Andrea tilted her head to the side, glaring, still clutching the table. This was not a smart move, but the crossed thirty four year old couldn’t care less. She was not a little girl anymore.
“How do you think I have been, mamá?”
Her parents hadn’t had a good time after finding out that Sasha had passed, of course they hadn’t. But recently, it had felt like they didn’t care at all.
Well, again, that was really only the case for Anita Romero. Manuel never seemed to not be stressed about the death of the only daughter he loved.
Andrea’s mother nodded, like she completely understood. Like this was so easy to get passed and her “pequeño amor” was only being naive.
“I know, I know. Stressed, worried, angry. It’s okay to feel this way.”
Andrea knew that. She fucking knew that. That’s why she was feeling it so strongly, because she wasn’t holding back.
And that’s why she stormed out of the dining room, yelling something back at her mother along the lines of “Tu no sabes nada, perra!”
She doesn’t care that if she were a teenager, she would be dead right then. She wasn’t and she wouldn’t be, not on that day.
No, she was a thirty something year old woman living with her mother and father because she dropped everything and came home when her little sister got cancer. Now, she was just a depressed, ex-sibling, shitty daughter, shitty person with nothing ahead of her.

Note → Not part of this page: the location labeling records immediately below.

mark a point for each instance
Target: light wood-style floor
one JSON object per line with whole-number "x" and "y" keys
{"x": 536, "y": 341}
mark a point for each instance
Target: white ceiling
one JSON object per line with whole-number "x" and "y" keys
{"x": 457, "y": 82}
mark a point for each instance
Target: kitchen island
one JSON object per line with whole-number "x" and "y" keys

And she was stomping up to her room like she was sixteen again.
Anita Romero
knew something her daughter didn’t.
Sasha was happy, Andrea just didn’t understand it. The girl hadn’t found her beautiful yet, so how could she?

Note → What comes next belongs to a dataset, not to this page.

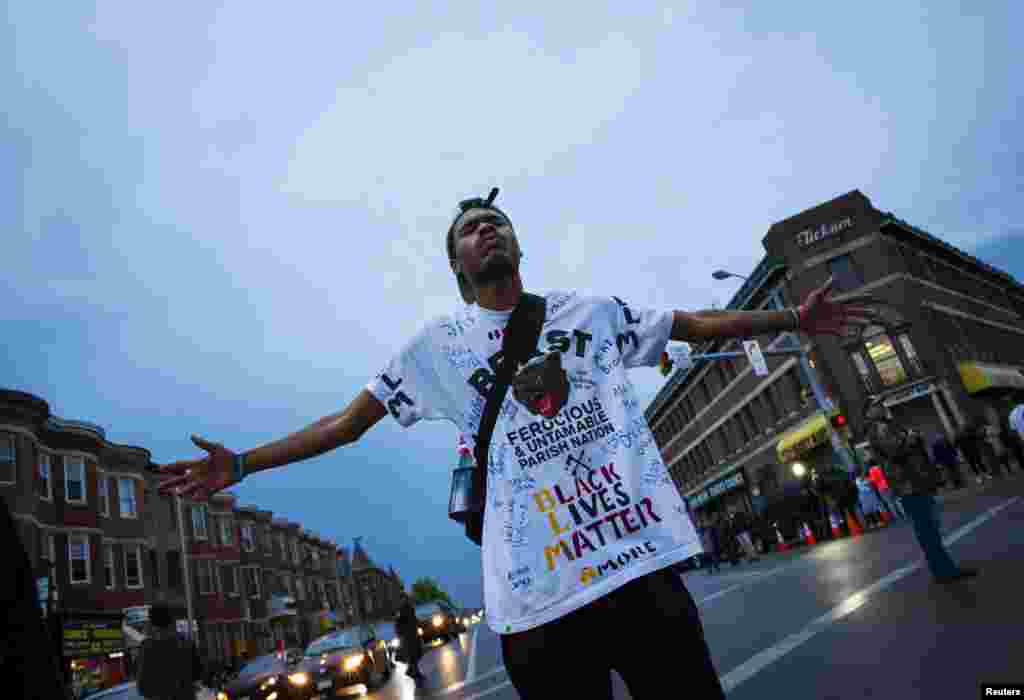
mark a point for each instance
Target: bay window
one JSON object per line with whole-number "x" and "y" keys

The mother only hoped her daughter would learn soon. Or it would be a terrible death for her, and Anita didn’t want that.
That was the last thing she wanted.
Manuel Romero
was torn.
He didn’t want to send his daughter out there. He didn’t want to let her go. But he did. He watched his nineteen year old girl, his little girl, walk into the winter night, knowing well that this would be her last goodbye.

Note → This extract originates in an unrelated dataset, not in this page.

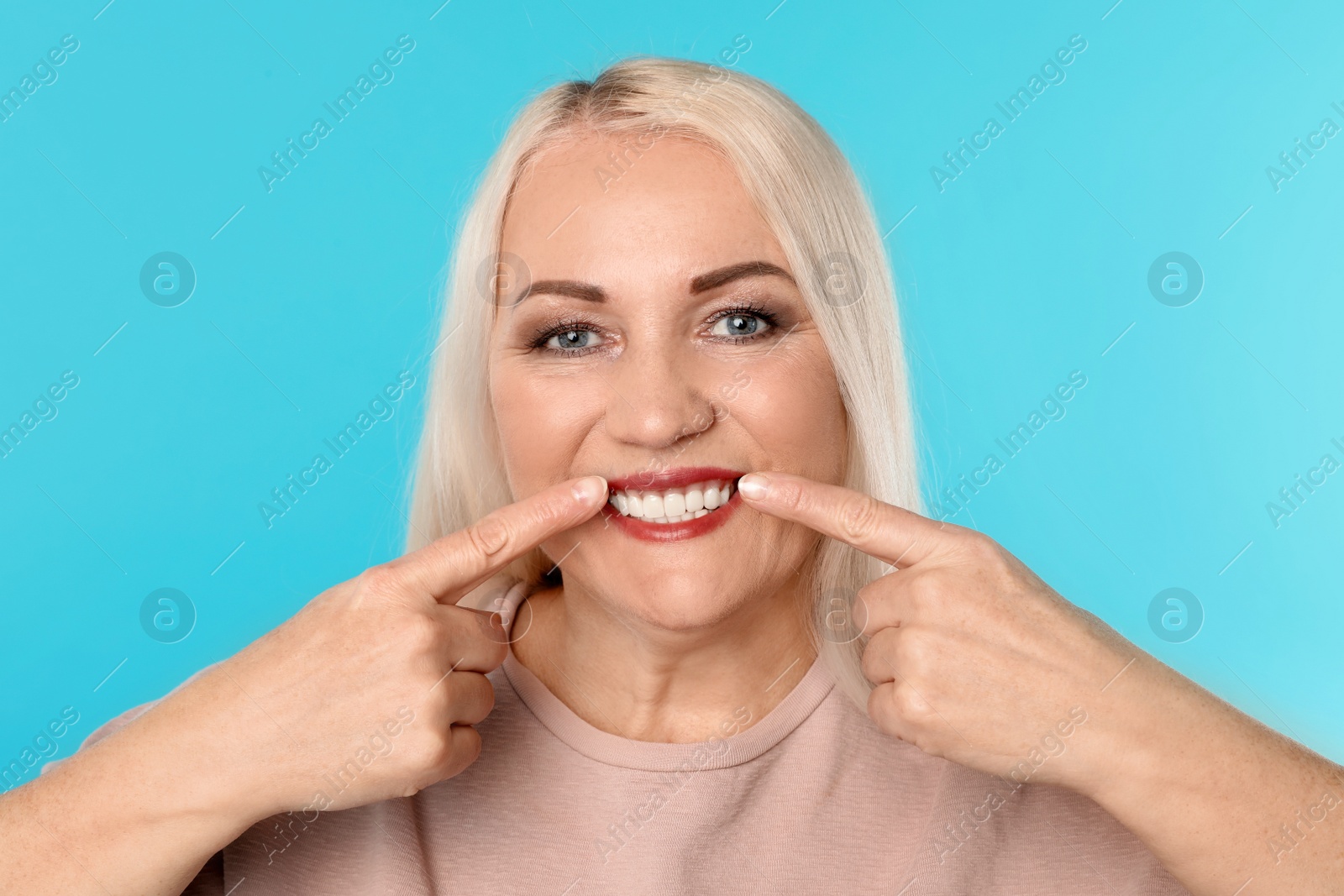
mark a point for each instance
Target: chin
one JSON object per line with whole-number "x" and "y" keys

He should have held on to her longer.
But he knew that wasn’t true, too. She wanted to die, she was going to anyway, but this way was less painless. More beautiful.
Why couldn’t Andrea see that?
Looking at his almost content wife, he left the room too, but not to go after her.
He wrapped himself in his Winter gear--it was the start of Fall, but up in the mountains, it was still freezing--and trekked out into the forest. It reminded him of Sasha, but that wasn’t why he was here.
He had some old friends to talk to.
Andrea Romero
was studying them again.
Their patterns. Their history. Their words in the letter.
It was all stupid and narcissistic. The Committee thought of nothing but themselves.
Sasha Romero was an innocent girl, and she didn’t receive the death she had requested.
She had to lie in the snow and let it consume her. It was painful. It wasn’t what she deserved.
According to the law, if the BD Committee did not give someone their requested death place, last ceremony, and asked level of pain, the members would be fined (granted that was their first mishap). And the punishments went on from there depending on the number of times they were approached by the authorities. The death penalty was the last, and the most ironic, of the possible punishments.
For years, they had been openly denying people their right to a comfortable death. No one did a thing.
They were in charge of death, what could anyone do, right?
Well, of course no one cared to know that they weren’t in charge of death, or where or why or how it happened. They were only in charge of a person’s final wishes regarding their demise.
Even if the citizens did know, everyone was too pussy to stand up.
Andrea tried. And she would try again and again and again until the Committee was put in their place.
It was the only way she could make up for what she had done.